Madame Recamier, die so liebenswürdig und verbindlich selbst gegen unbedeutende und ihr gleichgültige Personen war, empfand es aufs Schmerzlichste, daß sie einem geschätzten Freunde und verehrten Künstler so wider ihren Willen eine Kränkung bereitet hatte. Dies ist in ihrem so beglückenden Leben vielleicht der einzige Fall, wo sie, statt Wonne, Verstimmung hervorrief. Da das Zusammensein mit Canova seit dieser, ihm verursachten, Kränkung auf die feinfühlende Madame Recamier immer wie ein Vorwurf wirkte, so gab sie den Bitten der Königin von Neapel gern Gehör, auf einige Tage wenigstens wieder zu ihr herüberzukommen. Madame Recamier, die diesmal nur kurze Zeit in Neapel verweilen wollte, ließ ihre Nichte in Rom zurück und machte die Reise unter dem Schutze einer englischen Familie. Sie fand die Königin als Regentin vor, sehr thätig, aber in großen Seelenqualen. Hatte sie auch im Interesse ihres Gemahls und ihrer Kinder geglaubt, den Beitritt zu der Coalition befürworten zu müssen, so beseelte sie doch in hohem Grade das Bonaparte'sche Familiengefühl, und wenn sie ihren Bruder, den Kaiser, auch mehr fürchtete, als liebte, so blickte sie doch mit Bewunderung an ihm empor, und er erschien ihr in übermenschlichen Umrissen. Diesen Halbgott nun gestürzt und den Helden, dem die Welt zu klein gewesen, auf eine winzige Insel verwiesen zu sehen, erfüllte sie mit Gram und Unwillen. Madame Recamier konnte demnach die Kunst der Tröstung und Beschwichtigung, die sie so gut verstand, jetzt im vollsten Maße ausüben.

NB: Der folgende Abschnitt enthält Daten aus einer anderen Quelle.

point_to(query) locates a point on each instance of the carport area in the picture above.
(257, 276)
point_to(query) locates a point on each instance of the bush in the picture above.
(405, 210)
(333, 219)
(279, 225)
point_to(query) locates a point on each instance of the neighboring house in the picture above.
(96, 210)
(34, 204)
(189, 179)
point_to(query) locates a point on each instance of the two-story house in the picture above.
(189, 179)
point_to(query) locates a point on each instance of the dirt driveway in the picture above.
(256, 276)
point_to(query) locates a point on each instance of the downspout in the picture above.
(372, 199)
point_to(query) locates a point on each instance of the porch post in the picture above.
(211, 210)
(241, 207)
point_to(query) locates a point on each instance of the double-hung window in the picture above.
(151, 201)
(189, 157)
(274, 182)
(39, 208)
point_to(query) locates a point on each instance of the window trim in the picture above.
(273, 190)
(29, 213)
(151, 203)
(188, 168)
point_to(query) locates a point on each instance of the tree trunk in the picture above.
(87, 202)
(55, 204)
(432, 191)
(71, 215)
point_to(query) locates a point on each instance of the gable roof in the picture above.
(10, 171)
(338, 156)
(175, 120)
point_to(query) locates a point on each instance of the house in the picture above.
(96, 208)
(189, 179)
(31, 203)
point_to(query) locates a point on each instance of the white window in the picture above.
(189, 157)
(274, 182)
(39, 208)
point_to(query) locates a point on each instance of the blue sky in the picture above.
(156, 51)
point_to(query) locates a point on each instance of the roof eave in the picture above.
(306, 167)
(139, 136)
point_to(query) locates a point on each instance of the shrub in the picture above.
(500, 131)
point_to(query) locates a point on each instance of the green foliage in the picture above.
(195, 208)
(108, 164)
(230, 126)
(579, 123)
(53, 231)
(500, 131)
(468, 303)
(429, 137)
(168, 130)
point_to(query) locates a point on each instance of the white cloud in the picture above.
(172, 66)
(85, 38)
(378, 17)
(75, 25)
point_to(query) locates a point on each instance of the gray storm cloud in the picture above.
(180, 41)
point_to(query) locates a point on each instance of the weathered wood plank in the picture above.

Als Madame Recamier sich eines Morgens bei der Königin befand, auf deren großem Arbeitstische eine Menge von französischen Zeitungen und neuerschienenen Flugschriften ausgebreitet lagen, so blätterte die für Alles ein Auge habende Herrscherin in dem für sie aufgespeicherten Vorrathe herum, das Meiste gleichgültig bei Seite legend. Da fiel ihr Blick aus eine Flugschrift, die im Jahre 1814 so großes Aufsehn machte, betitelt: »Ueber Bonaparte und die Bourbonen.« – »Ach,« rief die Königin, »ein neues Werk von Chateaubriand. Wir wollen es gemeinsam lesen.« Da die Königin noch mehreres zu unterschreiben hatte, so nahm Madame Recamier die neueste Arbeit ihres berühmten Landsmannes in die Hand, um sich die Zeit zu vertreiben. Sie ahnte damals nicht, daß er in ihrem Freundeskranze eine der glänzendsten Blumen bilden werde. Chateaubriand hat bekanntlich in dieser Flugschrift für die Bourbonen die Farben des sonnigen Himmels und für die Bonapartes das Schwarz der Hölle gewählt. Madame Recamier erkannte dies sofort, obgleich sie die Flugschrift nur durchblätterte. Sie bedauerte diesen gehässigen Ton, da die arme Königin, die schon so vieles zu leiden hatte, durch die, gegen ihren großen Bruder und ihr ganzes Geschlecht geschleuderten, Vorwürfe tief gekränkt werden mußte. Deshalb legte sie die Schrift, die wie Feuer in ihren Händen brannte, mit ängstlicher Hast auf ein Büchergestell und sagte, als die Königin sie fragend anblickte: »Madame, Sie werden das Werk des Herrn von Chateaubriand besser allein lesen.«
Nachdem Madame Recamier aus der Fülle ihres liebenden Herzens die ihr befreundete Königin in den Aengsten und Qualen ihrer Seele getröstet hatte, eilte sie nach Rom zurück, um dort ihre Reise nach Frankreich vorzubereiten, das sie nach dem Sturze Napoleons nicht mehr als Verbannte zu betreten brauchte.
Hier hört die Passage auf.